Fondé en 2004 par Katell Quillévéré et Sébastien Bailly, le festival du moyen métrage de Brive propose une sélection de films d’une durée comprise entre 30 et 60 minutes, et s’impose comme l’événement de l’année pour ce format, qui ne demande qu’à gagner en visibilité. Unique en son genre en France, il a permis de distinguer de nombreux cinéastes tels que Dyana Gaye, Yann Gonzalez, Bertrand Mandico, Justine Triet ou encore Vincent Macaigne. Pour la première fois, les films en compétition ont été également projetés au Luminor Hôtel de Ville à Paris, où un prix du public a été institué pour l’occasion, faisant davantage connaître et rayonner le moyen métrage.
Pour cette édition, le jury présidé par Bertrand Bonello (Saint Laurent, Le Pornographe) et composé de Vimala Pons, Nicolas Pariser et Calypso Valois, a décidé de remettre le Grand Prix au réalisateur brésilien Affonso Uchôa, pour son œuvre Sete Anos Em Maio, qui fait la lumière sur les bavures policières subies par les descendants d’esclaves au Brésil.
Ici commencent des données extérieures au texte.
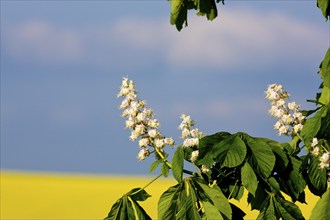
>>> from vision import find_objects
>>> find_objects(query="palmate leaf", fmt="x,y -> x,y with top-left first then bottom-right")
310,188 -> 330,220
277,156 -> 306,202
105,188 -> 152,220
170,0 -> 222,31
158,177 -> 233,220
257,194 -> 304,220
212,134 -> 247,168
Déjà récompensé au festival suisse Visions du Réel, cette fable politique impressionne par la justesse dans la retranscription de la violence, qui réside en grande partie dans la remémoration du traumatisme.
Le cinéma lusophone est à l’honneur cette année à Brive, avec Ave Rara du réalisateur portugais Vasco Saltao, qui remporte le prix de la distribution. Ce prix est partagé ex-æquo avec L’Ultimu Sognu de Lisa Reboulleau, et tous deux sont marqués par une forte dimension onirique.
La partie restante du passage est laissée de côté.